If you run into a very small, bossy woman accompanied by a very tall and patient husband, you will know it's me. Please introduce yourself.
"If you run into a very small, bossy woman accompanied by a very tall and patient husband, you will know it's me. Please introduce yourself."
done.
first planter's punch is on me.
Juandos, of course charging will hurt B&M businesses with some customers, the question is whether they should care about those customers, considering they likely made little to no money off of them anyway. And you're thinking of going to the store the wrong way, it isn't to "find what I want" anymore. You find what you want online through a quick search, then you'll go to the showroom to try out the few options you narrowed it down to. So if I wanted to buy a tablet, I'd narrow it down online to a handful, go to the showroom and try those out after paying a small fee (which gets rid of pushy salesman trying to make their money back), then order the one I liked online.

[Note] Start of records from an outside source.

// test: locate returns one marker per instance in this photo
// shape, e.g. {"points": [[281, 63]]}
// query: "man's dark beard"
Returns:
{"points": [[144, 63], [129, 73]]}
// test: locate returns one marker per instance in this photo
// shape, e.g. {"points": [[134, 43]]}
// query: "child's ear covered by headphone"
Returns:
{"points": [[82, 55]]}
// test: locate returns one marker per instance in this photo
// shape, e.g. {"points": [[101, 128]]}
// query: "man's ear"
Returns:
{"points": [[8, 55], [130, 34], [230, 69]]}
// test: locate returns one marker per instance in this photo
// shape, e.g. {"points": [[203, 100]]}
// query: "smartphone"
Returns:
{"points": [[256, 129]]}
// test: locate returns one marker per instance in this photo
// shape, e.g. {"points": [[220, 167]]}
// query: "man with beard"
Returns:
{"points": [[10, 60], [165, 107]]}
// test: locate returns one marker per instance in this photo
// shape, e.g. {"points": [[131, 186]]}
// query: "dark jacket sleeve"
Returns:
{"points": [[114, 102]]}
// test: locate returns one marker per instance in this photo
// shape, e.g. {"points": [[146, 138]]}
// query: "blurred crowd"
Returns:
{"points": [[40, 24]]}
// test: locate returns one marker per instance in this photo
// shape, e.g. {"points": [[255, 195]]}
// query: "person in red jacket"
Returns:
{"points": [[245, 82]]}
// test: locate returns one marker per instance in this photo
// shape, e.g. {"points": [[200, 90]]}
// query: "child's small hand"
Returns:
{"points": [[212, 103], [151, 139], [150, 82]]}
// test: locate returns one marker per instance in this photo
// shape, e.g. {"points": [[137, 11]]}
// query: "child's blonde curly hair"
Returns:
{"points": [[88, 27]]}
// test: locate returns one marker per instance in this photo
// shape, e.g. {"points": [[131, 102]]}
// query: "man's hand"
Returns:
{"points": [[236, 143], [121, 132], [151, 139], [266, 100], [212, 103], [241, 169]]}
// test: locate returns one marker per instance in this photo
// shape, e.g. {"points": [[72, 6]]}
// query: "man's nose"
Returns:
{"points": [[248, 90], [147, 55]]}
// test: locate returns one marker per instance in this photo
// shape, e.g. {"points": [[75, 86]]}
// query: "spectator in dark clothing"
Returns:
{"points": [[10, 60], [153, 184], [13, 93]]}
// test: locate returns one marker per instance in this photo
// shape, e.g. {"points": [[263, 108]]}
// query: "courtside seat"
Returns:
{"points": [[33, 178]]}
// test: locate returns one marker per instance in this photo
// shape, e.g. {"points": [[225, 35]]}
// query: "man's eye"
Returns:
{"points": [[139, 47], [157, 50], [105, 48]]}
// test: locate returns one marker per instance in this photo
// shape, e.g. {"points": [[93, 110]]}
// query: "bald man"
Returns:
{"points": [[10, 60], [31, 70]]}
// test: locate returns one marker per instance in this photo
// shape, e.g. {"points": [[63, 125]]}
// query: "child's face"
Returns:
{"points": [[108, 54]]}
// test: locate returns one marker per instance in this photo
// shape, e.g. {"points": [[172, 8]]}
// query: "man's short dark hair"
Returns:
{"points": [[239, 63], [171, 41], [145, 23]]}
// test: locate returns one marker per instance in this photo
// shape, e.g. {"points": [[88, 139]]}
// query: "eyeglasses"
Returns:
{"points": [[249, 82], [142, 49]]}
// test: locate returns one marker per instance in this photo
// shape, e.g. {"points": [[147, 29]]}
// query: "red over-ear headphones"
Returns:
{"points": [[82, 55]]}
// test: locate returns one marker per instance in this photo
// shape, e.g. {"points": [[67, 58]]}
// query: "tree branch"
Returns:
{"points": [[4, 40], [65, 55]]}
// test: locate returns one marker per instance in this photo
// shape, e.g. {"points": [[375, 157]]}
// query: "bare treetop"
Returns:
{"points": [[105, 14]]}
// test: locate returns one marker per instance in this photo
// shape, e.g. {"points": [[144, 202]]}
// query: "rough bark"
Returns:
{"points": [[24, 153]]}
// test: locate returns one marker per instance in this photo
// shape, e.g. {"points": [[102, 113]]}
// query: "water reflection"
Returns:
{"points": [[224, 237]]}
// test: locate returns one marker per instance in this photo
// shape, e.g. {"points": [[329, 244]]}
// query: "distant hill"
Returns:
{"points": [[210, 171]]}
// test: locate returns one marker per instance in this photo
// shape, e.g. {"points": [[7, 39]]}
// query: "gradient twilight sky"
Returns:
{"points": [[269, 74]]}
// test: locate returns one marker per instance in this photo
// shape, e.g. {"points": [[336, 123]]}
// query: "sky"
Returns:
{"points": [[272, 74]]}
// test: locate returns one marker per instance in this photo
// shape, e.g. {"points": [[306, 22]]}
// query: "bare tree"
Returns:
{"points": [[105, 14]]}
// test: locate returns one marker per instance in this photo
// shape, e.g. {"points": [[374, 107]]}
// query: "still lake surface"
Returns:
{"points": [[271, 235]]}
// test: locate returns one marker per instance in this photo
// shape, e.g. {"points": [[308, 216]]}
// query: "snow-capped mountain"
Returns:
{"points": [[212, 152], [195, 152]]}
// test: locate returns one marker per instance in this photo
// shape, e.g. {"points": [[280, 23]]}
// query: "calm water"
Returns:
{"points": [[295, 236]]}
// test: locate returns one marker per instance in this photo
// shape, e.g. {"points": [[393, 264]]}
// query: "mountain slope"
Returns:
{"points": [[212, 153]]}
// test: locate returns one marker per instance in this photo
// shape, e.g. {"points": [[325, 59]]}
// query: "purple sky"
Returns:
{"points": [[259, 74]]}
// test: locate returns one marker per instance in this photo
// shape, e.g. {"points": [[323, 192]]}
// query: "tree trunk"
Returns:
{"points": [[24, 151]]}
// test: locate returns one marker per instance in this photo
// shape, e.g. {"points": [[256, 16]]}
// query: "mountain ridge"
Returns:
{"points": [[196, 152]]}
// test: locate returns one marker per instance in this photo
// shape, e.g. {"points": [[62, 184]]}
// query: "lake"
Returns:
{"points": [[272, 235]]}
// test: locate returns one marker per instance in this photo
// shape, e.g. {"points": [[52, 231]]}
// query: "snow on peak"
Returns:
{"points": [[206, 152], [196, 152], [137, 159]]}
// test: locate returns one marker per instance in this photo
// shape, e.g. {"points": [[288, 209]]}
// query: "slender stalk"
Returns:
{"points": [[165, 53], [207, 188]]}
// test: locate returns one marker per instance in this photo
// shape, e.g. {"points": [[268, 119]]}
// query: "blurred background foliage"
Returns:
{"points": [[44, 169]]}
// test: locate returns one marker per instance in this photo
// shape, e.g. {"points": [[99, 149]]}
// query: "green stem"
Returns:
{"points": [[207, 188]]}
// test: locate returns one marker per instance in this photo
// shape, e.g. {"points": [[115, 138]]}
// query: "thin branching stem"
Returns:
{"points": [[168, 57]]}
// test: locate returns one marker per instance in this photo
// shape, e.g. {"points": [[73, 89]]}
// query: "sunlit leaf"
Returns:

That's what will remain of B&M businesses for most physical products, while books won't exist because the physical product will be replaced completely by the online version.
Morganovich, I was about to tell you that govt debt is a big problem but not catastrophic, but after looking at the data, you may be right. Total govt debt is expected to hit WWII levels in comparison to GDP this year. I was going to say that the bigger problem is that govt debt is collective, so it will kick off a battle royale to see who's going to actually foot the bill. It's certainly doable given $72 trillion in household assets, but the biggest problem of all is that much of that money was just shit away down the drain. Was it a better use of that money for a young Sun Microsystems or Google to have had it to grow faster or for the govt to build more Amtrak rails that were never used? Obviously the former, yet that's the issue that almost never comes up, the complete waste inherent to almost all govt spending and how the govt just slows down how fast the future gets here.